We see this clearly when she finds Fran’s body (Harlan’s housekeeper) at the rendezvous point of the toxicology report she receives earlier. Fran has clearly overdosed on morphine and is dying. At that moment, Marta has the choice: let her die and escape or save her. She has nothing to gain from Fran’s survival and her death wouldn’t be tied to her. Yet she still stops, performing CPR, and calls an ambulance to her aid.
Benoit Blanc serves as the tool used to wrap up the story. He reveals that Ransom upon hearing that everyone would be cut out of the will returns to the house to switch the medication in Marta's bag in hopes she would kill Harlan making her ineligible to receive the inheritance. When he learns she has done her job correctly, he then devises a new plan hiring Benoit Blanc to track her down and arrest her for murder. He then decides to overdose Fran (who had caught him digging through Marta’s bag and was using that information to blackmail him for money) on morphine. When Ransom is tricked into confessing he killed Fran, his epic plan comes to an epic failure.
A Beautiful Pattern = A Beautiful Life
Part of the reason I love ‘Knives Out’ so much is how it reveals certain truths. Harlan’s inability to set boundaries with his children and foster open communication with them created people who refused to see the truth and the gift Harlan was trying to give them by excluding them from the will. He was trying to get them to stand on their own two feet and forge a life on their own terms, not on his. He was offering them a second chance to see the world not as a game of wins and losses but as a classroom.
Fran and Ransom both had a truth no one else knew about but instead of coming clean, both of them used it to leverage it for their own gains with Ransom committing the crime. Marta on the other hand knew the truth and acted selfishly but in the end told the truth to trick Ransom into confessing and protecting herself and her family.
I remember reading a short story called Retirement written by Frank Kidd in Pulp, Pipe and Poetry. It was essentially about a man who had wasted his life away working an unnecessary job he hated only for him to die on his last day there with his spirit never being allowed to leave the building. It was a terrifying story warning us about the risks we take when we allow ourselves to play life’s game on someone else's terms.

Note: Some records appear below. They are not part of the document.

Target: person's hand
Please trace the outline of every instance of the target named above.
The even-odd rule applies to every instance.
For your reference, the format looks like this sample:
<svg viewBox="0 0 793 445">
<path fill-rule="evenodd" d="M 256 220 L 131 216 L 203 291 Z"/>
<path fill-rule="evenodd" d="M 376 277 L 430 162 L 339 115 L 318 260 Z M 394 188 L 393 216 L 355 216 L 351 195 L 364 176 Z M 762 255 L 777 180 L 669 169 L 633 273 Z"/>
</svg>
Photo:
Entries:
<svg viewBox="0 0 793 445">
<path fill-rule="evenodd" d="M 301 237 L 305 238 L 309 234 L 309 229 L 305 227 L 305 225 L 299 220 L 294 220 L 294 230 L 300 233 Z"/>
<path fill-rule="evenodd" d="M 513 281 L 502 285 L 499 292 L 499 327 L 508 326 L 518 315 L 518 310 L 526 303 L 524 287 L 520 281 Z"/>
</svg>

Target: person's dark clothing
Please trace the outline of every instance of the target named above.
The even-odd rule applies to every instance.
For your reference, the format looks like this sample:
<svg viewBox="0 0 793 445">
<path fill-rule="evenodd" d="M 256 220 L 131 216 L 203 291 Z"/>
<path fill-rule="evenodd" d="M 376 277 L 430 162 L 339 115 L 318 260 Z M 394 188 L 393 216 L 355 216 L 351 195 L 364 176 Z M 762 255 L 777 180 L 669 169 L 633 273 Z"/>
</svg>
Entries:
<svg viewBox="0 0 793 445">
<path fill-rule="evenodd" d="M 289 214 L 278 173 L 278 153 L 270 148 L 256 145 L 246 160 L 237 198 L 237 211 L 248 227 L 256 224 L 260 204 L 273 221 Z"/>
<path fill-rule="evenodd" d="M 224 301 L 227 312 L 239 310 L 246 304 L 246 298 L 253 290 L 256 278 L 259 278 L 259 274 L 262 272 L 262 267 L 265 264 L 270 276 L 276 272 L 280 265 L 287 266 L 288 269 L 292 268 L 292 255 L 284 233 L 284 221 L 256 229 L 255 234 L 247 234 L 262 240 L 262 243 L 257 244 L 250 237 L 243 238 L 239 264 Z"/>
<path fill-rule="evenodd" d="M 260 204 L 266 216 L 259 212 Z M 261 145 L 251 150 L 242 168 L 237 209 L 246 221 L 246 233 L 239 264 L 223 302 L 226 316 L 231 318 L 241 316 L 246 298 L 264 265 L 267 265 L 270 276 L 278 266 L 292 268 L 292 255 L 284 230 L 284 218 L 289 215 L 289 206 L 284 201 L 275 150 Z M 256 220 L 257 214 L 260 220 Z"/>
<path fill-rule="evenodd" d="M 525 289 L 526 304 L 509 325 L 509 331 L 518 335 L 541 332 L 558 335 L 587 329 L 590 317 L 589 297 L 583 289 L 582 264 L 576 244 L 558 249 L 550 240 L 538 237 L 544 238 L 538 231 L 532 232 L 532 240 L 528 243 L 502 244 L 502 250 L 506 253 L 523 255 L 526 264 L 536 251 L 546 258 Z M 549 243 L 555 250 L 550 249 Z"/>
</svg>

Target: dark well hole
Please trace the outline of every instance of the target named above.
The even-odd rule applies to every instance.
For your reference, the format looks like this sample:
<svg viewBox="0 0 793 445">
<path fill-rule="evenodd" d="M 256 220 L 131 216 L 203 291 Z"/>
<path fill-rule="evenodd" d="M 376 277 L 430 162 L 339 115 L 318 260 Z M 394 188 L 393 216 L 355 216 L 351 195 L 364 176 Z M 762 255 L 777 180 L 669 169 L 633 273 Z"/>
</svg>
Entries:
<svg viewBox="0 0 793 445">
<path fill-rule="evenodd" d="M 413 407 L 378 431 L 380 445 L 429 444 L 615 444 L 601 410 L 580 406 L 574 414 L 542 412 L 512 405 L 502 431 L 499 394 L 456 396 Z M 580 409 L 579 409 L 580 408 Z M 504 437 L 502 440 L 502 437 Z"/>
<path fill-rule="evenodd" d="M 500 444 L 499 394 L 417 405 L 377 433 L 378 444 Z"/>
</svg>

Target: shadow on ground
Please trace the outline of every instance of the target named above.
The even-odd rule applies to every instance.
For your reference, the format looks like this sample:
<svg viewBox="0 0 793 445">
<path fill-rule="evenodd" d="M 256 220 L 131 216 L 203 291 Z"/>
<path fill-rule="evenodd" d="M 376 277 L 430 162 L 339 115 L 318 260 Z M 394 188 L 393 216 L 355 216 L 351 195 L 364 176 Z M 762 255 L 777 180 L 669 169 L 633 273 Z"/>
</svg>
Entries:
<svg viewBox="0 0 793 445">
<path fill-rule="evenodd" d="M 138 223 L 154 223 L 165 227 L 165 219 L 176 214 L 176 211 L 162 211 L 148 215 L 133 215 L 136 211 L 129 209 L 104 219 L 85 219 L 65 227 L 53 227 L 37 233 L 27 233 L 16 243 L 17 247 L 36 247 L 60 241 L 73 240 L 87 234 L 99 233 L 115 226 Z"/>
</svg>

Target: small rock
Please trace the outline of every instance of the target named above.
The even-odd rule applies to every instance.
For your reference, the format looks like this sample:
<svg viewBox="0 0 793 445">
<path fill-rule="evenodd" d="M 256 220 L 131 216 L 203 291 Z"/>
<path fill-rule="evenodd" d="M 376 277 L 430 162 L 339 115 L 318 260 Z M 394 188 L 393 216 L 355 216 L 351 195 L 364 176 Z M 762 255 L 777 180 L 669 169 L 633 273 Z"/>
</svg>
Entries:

In the end, out of all those close to Harlan, Marta is the only one who got the lesson he was trying to impart. Ransom’s entire plan to get Marta to kill Harlan and cover up his tracks depends on Marta being a bad nurse and a bad person. Harlan’s plan to get Marta off the hook assumes she’ll be playing the game exactly as he says and she lets both of them down, instead playing the game on her own terms. She uses her truth in order to protect what she already has, which is her livelihood and her family. It’s in this sense that Marta’s heroine's journey serves as a reminder to not just live life to win but to live in order to build a beautiful one.